Я с робостью и недоумением смотрел не столько в сторону, куда указывал бабушкин палец, ставший вдруг необычайно длинным и негнущимся, сколько на ее лицо. Обычно спокойные, даже кроткие уложенные волосы выбивались из-под платка жесткими спутанными космами, платок перекосился.
– Здесь, – остановилась она наконец, – дедушки твоего была усадьба, отсюда его, сердечного, и отправили под белы ручки в Вятку… А мы, стало быть, на Мысы спасаться… Кто отправил? – переспросила она себя, хотя я и не думал задавать ей такой вопрос и боялся ответа. – Сталин ваш любимый отправил, аспид рода человеческого. И как только его земля носит, эдакого-то, прости ты меня, Господи, грешную, ирода.
Она глубоко и как бы с облегчением вздохнула: выговорилась. И стала поправлять сбившийся платок. Я потому и боялся ответа, что знал, что сказанное бабушкой было как бы продолжением нашего затянувшегося спора, если можно, конечно, назвать так разговоры бабушки и ее десятилетнего внука, начавшиеся еще в присутствии дяди Васи, с которым я проводил тут в прошлом году свои первые каникулы.
Для меня тогда впервые услышать такое было концом света. И я, готовившийся вступать в пионеры, наскакивал на нее, как молодой петушок, и ощущал себя еще одним Павликом Морозовым, о котором давно уже успел и в книжке прочитать, и по радио услышать, и в театре посмотреть.
Что думал, что чувствовал я, стоя перед заваленной мусором ямой, которая была некогда домом моих предков.
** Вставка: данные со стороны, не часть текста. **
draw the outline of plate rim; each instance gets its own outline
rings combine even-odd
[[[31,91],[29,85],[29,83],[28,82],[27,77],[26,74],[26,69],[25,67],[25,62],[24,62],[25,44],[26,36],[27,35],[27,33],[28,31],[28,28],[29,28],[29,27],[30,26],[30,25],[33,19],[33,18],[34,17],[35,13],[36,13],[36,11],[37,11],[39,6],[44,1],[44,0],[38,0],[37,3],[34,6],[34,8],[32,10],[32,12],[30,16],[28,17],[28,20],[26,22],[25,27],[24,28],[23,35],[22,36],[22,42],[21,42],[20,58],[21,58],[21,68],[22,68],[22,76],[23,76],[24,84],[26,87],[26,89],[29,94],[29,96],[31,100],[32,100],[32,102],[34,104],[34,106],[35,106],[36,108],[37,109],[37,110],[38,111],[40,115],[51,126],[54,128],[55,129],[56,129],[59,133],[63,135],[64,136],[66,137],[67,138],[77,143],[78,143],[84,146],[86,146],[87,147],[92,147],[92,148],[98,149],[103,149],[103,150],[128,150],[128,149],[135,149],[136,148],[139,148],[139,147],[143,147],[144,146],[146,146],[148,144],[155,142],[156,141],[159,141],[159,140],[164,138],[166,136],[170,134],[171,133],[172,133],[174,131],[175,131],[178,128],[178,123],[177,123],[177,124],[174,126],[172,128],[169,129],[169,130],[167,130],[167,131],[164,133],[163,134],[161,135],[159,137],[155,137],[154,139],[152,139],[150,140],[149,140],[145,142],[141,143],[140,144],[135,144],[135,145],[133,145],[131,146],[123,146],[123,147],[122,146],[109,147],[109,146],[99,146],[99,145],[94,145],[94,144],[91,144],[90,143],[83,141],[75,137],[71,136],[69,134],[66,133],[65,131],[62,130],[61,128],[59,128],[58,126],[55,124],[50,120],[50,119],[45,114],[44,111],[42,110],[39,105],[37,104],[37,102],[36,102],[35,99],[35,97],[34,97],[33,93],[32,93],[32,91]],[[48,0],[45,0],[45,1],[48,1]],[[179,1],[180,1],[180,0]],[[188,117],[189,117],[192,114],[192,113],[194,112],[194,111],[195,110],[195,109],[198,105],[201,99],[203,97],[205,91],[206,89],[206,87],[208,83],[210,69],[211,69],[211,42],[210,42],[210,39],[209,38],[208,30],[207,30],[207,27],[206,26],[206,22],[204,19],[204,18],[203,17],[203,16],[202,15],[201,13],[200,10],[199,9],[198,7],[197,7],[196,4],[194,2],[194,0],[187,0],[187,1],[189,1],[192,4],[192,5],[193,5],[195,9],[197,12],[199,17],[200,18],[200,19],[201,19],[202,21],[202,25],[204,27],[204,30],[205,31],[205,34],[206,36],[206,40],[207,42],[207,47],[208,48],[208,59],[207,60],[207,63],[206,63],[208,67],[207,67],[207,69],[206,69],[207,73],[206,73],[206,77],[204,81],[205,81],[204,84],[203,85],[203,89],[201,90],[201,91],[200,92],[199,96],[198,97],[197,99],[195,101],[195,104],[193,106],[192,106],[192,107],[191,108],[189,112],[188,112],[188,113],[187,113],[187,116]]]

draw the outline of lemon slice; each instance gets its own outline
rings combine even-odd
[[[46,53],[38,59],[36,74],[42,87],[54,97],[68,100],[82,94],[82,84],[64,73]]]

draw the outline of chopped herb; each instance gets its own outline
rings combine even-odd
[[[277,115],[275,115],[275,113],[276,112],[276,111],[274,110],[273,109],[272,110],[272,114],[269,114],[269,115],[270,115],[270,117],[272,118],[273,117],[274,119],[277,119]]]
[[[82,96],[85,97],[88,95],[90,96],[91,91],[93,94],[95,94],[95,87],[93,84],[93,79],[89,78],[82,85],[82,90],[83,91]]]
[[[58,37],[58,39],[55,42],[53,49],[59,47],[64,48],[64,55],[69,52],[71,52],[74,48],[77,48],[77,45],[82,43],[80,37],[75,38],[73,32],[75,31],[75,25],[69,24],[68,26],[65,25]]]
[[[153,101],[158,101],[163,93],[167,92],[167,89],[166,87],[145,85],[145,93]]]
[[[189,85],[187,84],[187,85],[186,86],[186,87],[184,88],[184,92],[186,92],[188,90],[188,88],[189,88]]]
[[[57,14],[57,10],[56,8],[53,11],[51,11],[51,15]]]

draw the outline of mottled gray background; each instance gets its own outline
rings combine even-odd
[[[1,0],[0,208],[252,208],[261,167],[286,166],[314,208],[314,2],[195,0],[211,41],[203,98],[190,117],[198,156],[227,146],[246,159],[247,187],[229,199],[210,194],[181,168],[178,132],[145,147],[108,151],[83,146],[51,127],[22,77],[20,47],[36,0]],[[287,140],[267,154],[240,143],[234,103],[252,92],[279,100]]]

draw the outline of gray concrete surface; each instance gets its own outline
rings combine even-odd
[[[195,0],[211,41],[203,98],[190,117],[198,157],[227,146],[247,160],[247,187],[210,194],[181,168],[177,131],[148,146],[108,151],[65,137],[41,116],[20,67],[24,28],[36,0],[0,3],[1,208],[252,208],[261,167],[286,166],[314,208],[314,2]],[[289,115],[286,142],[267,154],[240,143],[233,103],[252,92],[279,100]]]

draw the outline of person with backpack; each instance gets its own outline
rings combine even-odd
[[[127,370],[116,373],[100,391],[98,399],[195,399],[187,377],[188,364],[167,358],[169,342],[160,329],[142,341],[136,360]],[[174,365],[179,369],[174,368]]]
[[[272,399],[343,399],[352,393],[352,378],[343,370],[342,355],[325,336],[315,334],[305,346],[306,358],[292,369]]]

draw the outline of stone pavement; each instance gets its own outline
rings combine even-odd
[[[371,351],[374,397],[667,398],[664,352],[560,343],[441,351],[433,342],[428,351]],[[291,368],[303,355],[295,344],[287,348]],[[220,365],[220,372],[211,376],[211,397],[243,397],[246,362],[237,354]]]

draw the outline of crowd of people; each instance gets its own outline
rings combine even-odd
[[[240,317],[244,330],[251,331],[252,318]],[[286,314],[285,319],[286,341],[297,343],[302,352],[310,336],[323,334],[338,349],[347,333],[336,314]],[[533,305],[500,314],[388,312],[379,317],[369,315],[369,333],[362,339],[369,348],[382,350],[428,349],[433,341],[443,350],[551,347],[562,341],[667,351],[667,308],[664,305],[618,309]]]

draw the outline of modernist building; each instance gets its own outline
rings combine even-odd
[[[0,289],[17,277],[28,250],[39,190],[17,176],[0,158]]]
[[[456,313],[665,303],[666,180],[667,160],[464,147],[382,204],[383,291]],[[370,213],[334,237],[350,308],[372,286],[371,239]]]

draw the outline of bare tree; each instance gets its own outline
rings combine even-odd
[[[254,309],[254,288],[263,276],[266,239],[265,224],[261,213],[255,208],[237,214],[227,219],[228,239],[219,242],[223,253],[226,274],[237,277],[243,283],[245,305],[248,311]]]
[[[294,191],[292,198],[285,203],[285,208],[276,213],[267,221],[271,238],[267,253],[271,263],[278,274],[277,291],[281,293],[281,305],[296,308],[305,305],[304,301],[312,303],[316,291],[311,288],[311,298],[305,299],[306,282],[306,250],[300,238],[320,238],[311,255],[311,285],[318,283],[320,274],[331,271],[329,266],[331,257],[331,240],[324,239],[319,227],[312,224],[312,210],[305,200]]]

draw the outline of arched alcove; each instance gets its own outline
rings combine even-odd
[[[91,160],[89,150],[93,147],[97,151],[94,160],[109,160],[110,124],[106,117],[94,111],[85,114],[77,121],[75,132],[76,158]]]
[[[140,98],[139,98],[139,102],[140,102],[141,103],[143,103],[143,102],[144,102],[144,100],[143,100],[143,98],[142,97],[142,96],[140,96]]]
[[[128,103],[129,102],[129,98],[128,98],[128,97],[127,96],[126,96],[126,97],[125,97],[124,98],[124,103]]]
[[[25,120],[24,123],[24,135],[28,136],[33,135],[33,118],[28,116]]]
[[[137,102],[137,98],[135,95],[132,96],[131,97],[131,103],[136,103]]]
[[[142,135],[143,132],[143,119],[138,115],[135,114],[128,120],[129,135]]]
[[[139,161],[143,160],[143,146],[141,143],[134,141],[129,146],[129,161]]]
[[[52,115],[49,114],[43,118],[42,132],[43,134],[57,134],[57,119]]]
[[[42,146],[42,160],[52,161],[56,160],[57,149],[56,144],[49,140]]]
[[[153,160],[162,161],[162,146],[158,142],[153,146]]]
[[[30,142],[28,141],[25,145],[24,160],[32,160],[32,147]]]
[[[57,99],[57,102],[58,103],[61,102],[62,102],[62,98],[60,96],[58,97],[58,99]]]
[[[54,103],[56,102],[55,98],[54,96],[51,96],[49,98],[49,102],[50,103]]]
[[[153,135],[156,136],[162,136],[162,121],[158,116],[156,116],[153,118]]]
И каким домом! В рассказах бабушки это была усадьба, сруб – пятистенок на каменном фундаменте, узорчатые наличники на окнах, резное высокое крыльцо, деревянный петушок на коньке соломенной крыши. Это сам дом. А на дворе, за дубовыми с тяжелым кованным кольцом воротами, – все «поместье» – конюшня на двух-трех лошадей, «клев» для коровы да катух для поросят. Кошарка для овечек.
– Каки мы таки кулаки были? – вскидывала голову бабушка. – Каки таки? Что работали от темна до темна вот этими самыми руками. – Она протягивала мне потемневшие от забот, изъеденные временем руки, на которых я и так знал каждую морщину. – Только вот и было нашего кулачества. Отца твоего в борозде родила. Зато в достатке жили. Ни к кому одолжаться не бегали. Сами, бывало, милостыню подавали. И под Рождество, и в светлое Христово Воскресенье…
И уж не припомню, продолжил ли я тогда, у родных руин, свой спор с бабушкой. Наверное, нет. Одно знаю, уж никогда не был я в силах забыть этот наш проход, старой да малого, по рытвинам знавшей лучшие времена Пригородной слободы. И когда десять с лишним лет спустя на митинге в Комаудитории Московского университета люди плакали вокруг меня, я не проронил ни слезинки. Хотя и угрызался еще совестью.
Не представляю, что уже такое я вытворял, но в младших классах мне по поведению ставили четверку, или «хорошо». В зависимости, какая шкала была в тот или иной год в ходу. Было еще прилежание. По нему всегда – пятерка или «отлично». И по всем другим предметам. А по поведению – «хорошо».
А так как мои родители в силу профессии отца-автомобилиста вели бродячий образ жизни, то при переезде с места на место и, соответственно, смене школ возникали проблемы.
С первой четверкой я второклассником вернулся с родителями в Москву в середине учебного года из Алтан-Булака, монгольского городка через границу от нашей Кяхты. Отец повел меня записывать в школу неподалеку от нашего дома, и меня по причине этой самой четверки не приняли. Отправили в другую, только что построенную, где, как говорили старожилы, контингент и учителей, и учащихся был тот еще.
Здесь мне учиться довелось полтора года. Из учителей запомнилась только «немка», то есть преподаватель немецкого Мария Исааковна. Не знаю, не задавался, естественно, в ту пору таким вопросом, кто она была по национальности, немка или еврейка, помню только, что обращалась она с нашим братом круто. Да мы того и заслуживали.
– Пошел вон из класса, – заявила она как-то одному моему однокашнику.
Он неожиданно обиделся, запротестовал.
– Ах, – воскликнула она, – вы хотите вежливо? Так позвольте вам выйти вон!